Director – Patrick Brice
Cast – Patrick Brice, Mark Duplass
Release Year – 2015
Reviewed by John of the Dead
I will admit that Mark Duplass is the reason I watched this film. Found footage flicks are a dime a dozen these days and nearly the entire dozen are garbage. However, I gave this one a chance because I was curious to see if Duplass could make up for the 2012 flick Black Rock, which is an absolutely terrible film written by him. Alongside first-timer Patrick Brice, the duo managed to not only succeed at the found-footage sub-genre, but they delivered a hell of a film – a creepy one at that.
Strapped for cash, Aaron answers a Craigslist ad for a one-day job as a videographer for a terminally ill man. What was supposed to be an easy gig becomes a terrifying ordeal when he finds his client has not been honest with him.
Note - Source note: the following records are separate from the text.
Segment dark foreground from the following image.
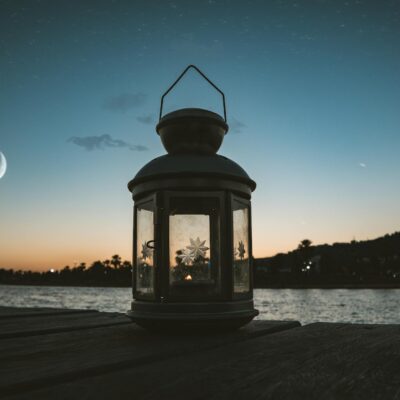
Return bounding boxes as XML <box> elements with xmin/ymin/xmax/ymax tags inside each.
<box><xmin>0</xmin><ymin>307</ymin><xmax>399</xmax><ymax>399</ymax></box>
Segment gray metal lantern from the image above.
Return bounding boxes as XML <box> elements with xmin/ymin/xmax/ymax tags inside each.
<box><xmin>127</xmin><ymin>65</ymin><xmax>258</xmax><ymax>330</ymax></box>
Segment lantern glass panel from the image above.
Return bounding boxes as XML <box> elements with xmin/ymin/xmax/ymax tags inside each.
<box><xmin>233</xmin><ymin>200</ymin><xmax>250</xmax><ymax>293</ymax></box>
<box><xmin>136</xmin><ymin>202</ymin><xmax>155</xmax><ymax>296</ymax></box>
<box><xmin>168</xmin><ymin>197</ymin><xmax>220</xmax><ymax>299</ymax></box>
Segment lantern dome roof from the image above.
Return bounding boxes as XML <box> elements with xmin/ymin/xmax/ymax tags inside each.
<box><xmin>128</xmin><ymin>153</ymin><xmax>256</xmax><ymax>192</ymax></box>
<box><xmin>156</xmin><ymin>108</ymin><xmax>228</xmax><ymax>155</ymax></box>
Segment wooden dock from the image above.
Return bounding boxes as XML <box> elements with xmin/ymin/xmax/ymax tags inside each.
<box><xmin>1</xmin><ymin>307</ymin><xmax>399</xmax><ymax>399</ymax></box>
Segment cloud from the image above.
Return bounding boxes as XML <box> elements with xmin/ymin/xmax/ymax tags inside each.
<box><xmin>103</xmin><ymin>92</ymin><xmax>146</xmax><ymax>112</ymax></box>
<box><xmin>229</xmin><ymin>117</ymin><xmax>246</xmax><ymax>134</ymax></box>
<box><xmin>68</xmin><ymin>134</ymin><xmax>148</xmax><ymax>151</ymax></box>
<box><xmin>136</xmin><ymin>114</ymin><xmax>155</xmax><ymax>125</ymax></box>
<box><xmin>359</xmin><ymin>162</ymin><xmax>367</xmax><ymax>168</ymax></box>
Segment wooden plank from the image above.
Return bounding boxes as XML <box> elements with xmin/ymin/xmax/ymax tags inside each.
<box><xmin>0</xmin><ymin>319</ymin><xmax>300</xmax><ymax>397</ymax></box>
<box><xmin>0</xmin><ymin>312</ymin><xmax>131</xmax><ymax>339</ymax></box>
<box><xmin>7</xmin><ymin>323</ymin><xmax>400</xmax><ymax>400</ymax></box>
<box><xmin>0</xmin><ymin>306</ymin><xmax>97</xmax><ymax>319</ymax></box>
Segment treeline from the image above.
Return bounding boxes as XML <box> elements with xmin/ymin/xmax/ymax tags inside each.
<box><xmin>255</xmin><ymin>232</ymin><xmax>400</xmax><ymax>288</ymax></box>
<box><xmin>1</xmin><ymin>232</ymin><xmax>400</xmax><ymax>288</ymax></box>
<box><xmin>0</xmin><ymin>255</ymin><xmax>132</xmax><ymax>287</ymax></box>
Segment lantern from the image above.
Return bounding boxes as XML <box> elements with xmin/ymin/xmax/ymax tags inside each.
<box><xmin>127</xmin><ymin>65</ymin><xmax>258</xmax><ymax>330</ymax></box>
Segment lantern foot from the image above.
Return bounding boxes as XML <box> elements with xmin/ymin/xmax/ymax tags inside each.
<box><xmin>127</xmin><ymin>300</ymin><xmax>258</xmax><ymax>331</ymax></box>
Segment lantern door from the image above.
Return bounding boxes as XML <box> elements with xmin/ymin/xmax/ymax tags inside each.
<box><xmin>165</xmin><ymin>191</ymin><xmax>224</xmax><ymax>301</ymax></box>
<box><xmin>134</xmin><ymin>195</ymin><xmax>156</xmax><ymax>299</ymax></box>
<box><xmin>231</xmin><ymin>195</ymin><xmax>252</xmax><ymax>298</ymax></box>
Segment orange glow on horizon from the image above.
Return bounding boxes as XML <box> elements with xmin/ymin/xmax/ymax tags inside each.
<box><xmin>1</xmin><ymin>211</ymin><xmax>398</xmax><ymax>272</ymax></box>
<box><xmin>0</xmin><ymin>238</ymin><xmax>280</xmax><ymax>272</ymax></box>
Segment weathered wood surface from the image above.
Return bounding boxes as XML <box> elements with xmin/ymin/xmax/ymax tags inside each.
<box><xmin>0</xmin><ymin>310</ymin><xmax>130</xmax><ymax>339</ymax></box>
<box><xmin>0</xmin><ymin>306</ymin><xmax>97</xmax><ymax>319</ymax></box>
<box><xmin>1</xmin><ymin>307</ymin><xmax>399</xmax><ymax>400</ymax></box>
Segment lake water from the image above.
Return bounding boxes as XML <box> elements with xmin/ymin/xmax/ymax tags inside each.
<box><xmin>1</xmin><ymin>284</ymin><xmax>399</xmax><ymax>325</ymax></box>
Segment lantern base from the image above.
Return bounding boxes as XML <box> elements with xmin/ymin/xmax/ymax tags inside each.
<box><xmin>127</xmin><ymin>300</ymin><xmax>258</xmax><ymax>331</ymax></box>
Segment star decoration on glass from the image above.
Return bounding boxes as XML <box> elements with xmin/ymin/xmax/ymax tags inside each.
<box><xmin>177</xmin><ymin>248</ymin><xmax>194</xmax><ymax>265</ymax></box>
<box><xmin>186</xmin><ymin>237</ymin><xmax>209</xmax><ymax>258</ymax></box>
<box><xmin>141</xmin><ymin>242</ymin><xmax>153</xmax><ymax>260</ymax></box>
<box><xmin>238</xmin><ymin>240</ymin><xmax>246</xmax><ymax>259</ymax></box>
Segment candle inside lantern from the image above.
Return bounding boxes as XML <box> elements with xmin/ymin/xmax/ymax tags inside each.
<box><xmin>184</xmin><ymin>274</ymin><xmax>193</xmax><ymax>281</ymax></box>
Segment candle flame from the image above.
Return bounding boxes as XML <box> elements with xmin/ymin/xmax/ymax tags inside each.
<box><xmin>184</xmin><ymin>274</ymin><xmax>192</xmax><ymax>281</ymax></box>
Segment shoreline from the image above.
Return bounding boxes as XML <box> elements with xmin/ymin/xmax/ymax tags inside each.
<box><xmin>2</xmin><ymin>282</ymin><xmax>400</xmax><ymax>289</ymax></box>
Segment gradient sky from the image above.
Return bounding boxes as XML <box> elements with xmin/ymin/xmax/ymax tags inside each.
<box><xmin>1</xmin><ymin>0</ymin><xmax>399</xmax><ymax>271</ymax></box>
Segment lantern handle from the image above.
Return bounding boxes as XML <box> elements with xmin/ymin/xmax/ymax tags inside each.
<box><xmin>146</xmin><ymin>240</ymin><xmax>156</xmax><ymax>249</ymax></box>
<box><xmin>159</xmin><ymin>65</ymin><xmax>227</xmax><ymax>122</ymax></box>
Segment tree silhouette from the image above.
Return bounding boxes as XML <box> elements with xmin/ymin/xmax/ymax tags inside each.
<box><xmin>111</xmin><ymin>254</ymin><xmax>122</xmax><ymax>270</ymax></box>
<box><xmin>295</xmin><ymin>239</ymin><xmax>313</xmax><ymax>275</ymax></box>
<box><xmin>121</xmin><ymin>260</ymin><xmax>132</xmax><ymax>271</ymax></box>
<box><xmin>298</xmin><ymin>239</ymin><xmax>312</xmax><ymax>250</ymax></box>
<box><xmin>76</xmin><ymin>263</ymin><xmax>86</xmax><ymax>273</ymax></box>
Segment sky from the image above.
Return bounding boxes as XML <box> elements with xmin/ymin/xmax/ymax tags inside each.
<box><xmin>0</xmin><ymin>0</ymin><xmax>399</xmax><ymax>271</ymax></box>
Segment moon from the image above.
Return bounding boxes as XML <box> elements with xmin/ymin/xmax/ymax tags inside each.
<box><xmin>0</xmin><ymin>152</ymin><xmax>7</xmax><ymax>179</ymax></box>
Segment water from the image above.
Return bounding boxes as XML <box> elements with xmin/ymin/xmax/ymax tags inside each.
<box><xmin>255</xmin><ymin>288</ymin><xmax>400</xmax><ymax>325</ymax></box>
<box><xmin>1</xmin><ymin>284</ymin><xmax>399</xmax><ymax>325</ymax></box>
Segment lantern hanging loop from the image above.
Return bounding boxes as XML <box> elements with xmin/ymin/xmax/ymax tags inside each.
<box><xmin>159</xmin><ymin>64</ymin><xmax>227</xmax><ymax>122</ymax></box>
<box><xmin>145</xmin><ymin>240</ymin><xmax>156</xmax><ymax>249</ymax></box>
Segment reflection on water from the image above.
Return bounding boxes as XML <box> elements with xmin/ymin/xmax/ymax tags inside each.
<box><xmin>1</xmin><ymin>284</ymin><xmax>400</xmax><ymax>325</ymax></box>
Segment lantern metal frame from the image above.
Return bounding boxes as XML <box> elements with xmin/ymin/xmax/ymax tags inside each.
<box><xmin>127</xmin><ymin>65</ymin><xmax>258</xmax><ymax>330</ymax></box>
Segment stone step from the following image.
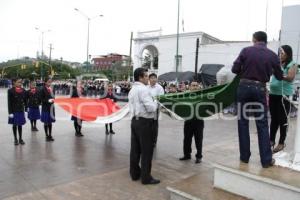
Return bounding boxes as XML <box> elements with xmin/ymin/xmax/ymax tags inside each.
<box><xmin>167</xmin><ymin>167</ymin><xmax>247</xmax><ymax>200</ymax></box>
<box><xmin>213</xmin><ymin>159</ymin><xmax>300</xmax><ymax>200</ymax></box>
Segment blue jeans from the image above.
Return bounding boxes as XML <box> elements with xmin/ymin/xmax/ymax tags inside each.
<box><xmin>237</xmin><ymin>82</ymin><xmax>272</xmax><ymax>166</ymax></box>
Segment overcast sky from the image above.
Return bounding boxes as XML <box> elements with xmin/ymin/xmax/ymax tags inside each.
<box><xmin>0</xmin><ymin>0</ymin><xmax>299</xmax><ymax>63</ymax></box>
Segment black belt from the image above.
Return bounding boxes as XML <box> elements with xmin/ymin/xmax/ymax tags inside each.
<box><xmin>240</xmin><ymin>78</ymin><xmax>266</xmax><ymax>87</ymax></box>
<box><xmin>132</xmin><ymin>116</ymin><xmax>154</xmax><ymax>121</ymax></box>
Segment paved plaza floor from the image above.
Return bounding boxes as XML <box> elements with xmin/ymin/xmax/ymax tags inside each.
<box><xmin>0</xmin><ymin>88</ymin><xmax>296</xmax><ymax>199</ymax></box>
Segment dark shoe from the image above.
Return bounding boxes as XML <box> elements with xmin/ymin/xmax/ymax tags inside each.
<box><xmin>31</xmin><ymin>127</ymin><xmax>34</xmax><ymax>131</ymax></box>
<box><xmin>142</xmin><ymin>178</ymin><xmax>160</xmax><ymax>185</ymax></box>
<box><xmin>179</xmin><ymin>156</ymin><xmax>191</xmax><ymax>161</ymax></box>
<box><xmin>75</xmin><ymin>132</ymin><xmax>81</xmax><ymax>137</ymax></box>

Mark and Patrick’s story takes off right away, with Aaron meeting his very ODD client Josef almost immediately. It is very obvious that there is something aloof about the man, but he pays Aaron up front for the next 8 hours of his time. He’ll be done and on his way home before sundown, so what is there to worry about? Josef explains that he is a terminally ill man who wants to leave a video memoir for his unborn child. Still sounds like a safe gig right? Then it gets weird – fast. Josef wants some very unconventional acts to be recorded, and right away you get the feeling that there must be an ulterior motive to the job. Sure enough, 24 minutes into the film things get weirder. The day is over. The job is complete. The rest of the film is where the tension and horror are brought to light. There are consistent revelations regarding Josef, with each one upping the ante. Aaron’s distress is growing insidiously, and the rest of the film is full of more surprises than I expected. It is hard to expand on the remaining acts without removing the story’s mystique. Just know that the remainder of the film will be worth your while.
Patrick Brice does a damn good job in his first directing effort. The scenes are well-shot and he creates tension with ease. I will say, though, that the acting performances had everything to do with this. Mark Duplass is tremendous as Josef. We watch as his character increasingly loses his filter and becomes the person he has always been behind the mask. I have seen him accused of self-indulgence, and I cannot say that I would argue against it. What I will say is that he succeeded at what he intended to do. He creeps you out. So the tension is there, but is it scary? No wouldn’t say that. It’s a creepy film, as the title suggests. The few “scares” that do occur are self-aware jump scares that are simply Josef toying with Aaron. I cannot see a genre vet scaring from this flick, but I can see them appreciating something good from the found-footage sub-genre.
Overall, Creep is a fresh effort that should please those looking for something different in the often-convoluted found-footage scene. It’s not as heavy on the scares as I would have liked, but it definitely has the tension and “creep”-factor to suffice.